15 Ideas that Inspired the World’s Leading Thinkers

Philosophers Judith Butler, Simon Blackburn, Massimo Pigliucci and more on the ideas that shaped their work and world view

For World Philosophy Day, we've asked leading thinkers around the world about the philosophical idea that has had the greatest impact on them, and set their responses alongside the big ideas posited by their recent forebears - renowned philosophers of the twentieth century. Discover the concepts behind the cutting edge of ideas, and trace their evolution through history.

 

Judith Butler on Hegel

Judith Butler is an American social and political philosopher, and co-director of the International Consortium for Critical Theory Programs, whose first book Subjects of Desire investigated Hegelian reflections in twentieth-century France. Butler has made major contributions to political philosophy, ethics, and literary theory, and her theory of gender performativity is highly influential.

It is probably odd to think that Hegel has something to tell us about our lives, but what if our most basic obligations toward one another and the planet could be illuminated by this early 1800s philosopher? In Phenomenology of Spirit, Hegel shows us that we are not solitary creatures, disconnected from one another, although he knows we sometimes see ourselves that way.  He makes the claim that only as a social being can I begin to reflect upon myself. Only by encountering others do we stand a chance of knowing ourselves, and once we come to know ourselves, we grasp the way in which we are fundamentally tied to others, in a network of living processes.

So if we thought we could know ourselves by turning inward we were mistaken. My life is never mine alone, since it belongs to living processes that exceed and sustain me. I cannot destroy another’s life without attacking the set of living processes of which I am a part. The ethical imperative that emerges is to keep oneself and the other alive. Hegel understands the fury of the individual who wants no one to be like him or equal to him. Yet he leads us to the realization that I cannot do away with this other without also doing away with myself.

For me, reading Hegel illuminated our status as living creatures, our bodily interdependency, and a sense of reciprocal ethical obligation that is also an obligation to sustain the world that makes our lives possible and livable.

 

Simon Blackburn on Hume

Simon Blackburn is an English academic philosopher best known as the proponent of quasi-realism in meta-ethics. He has made major contributions to the fields of meta-ethics and the philosophy of language.

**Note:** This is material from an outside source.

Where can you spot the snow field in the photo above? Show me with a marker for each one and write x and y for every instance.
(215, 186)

The greatest of British philosophers, David Hume thought that belief in God was both uncertain, and useless. Uncertain because ordinary reasoning from experience could not guide us reliably into the misty regions of theology. Useless, because even if we thought we could obtain reasonable belief in such an area we could not properly infer anything from it. If we wished to know what God planned for the world, we would have to look at the world as we have it. If that is not very nice, then we must resign ourselves to a God that makes not very nice worlds.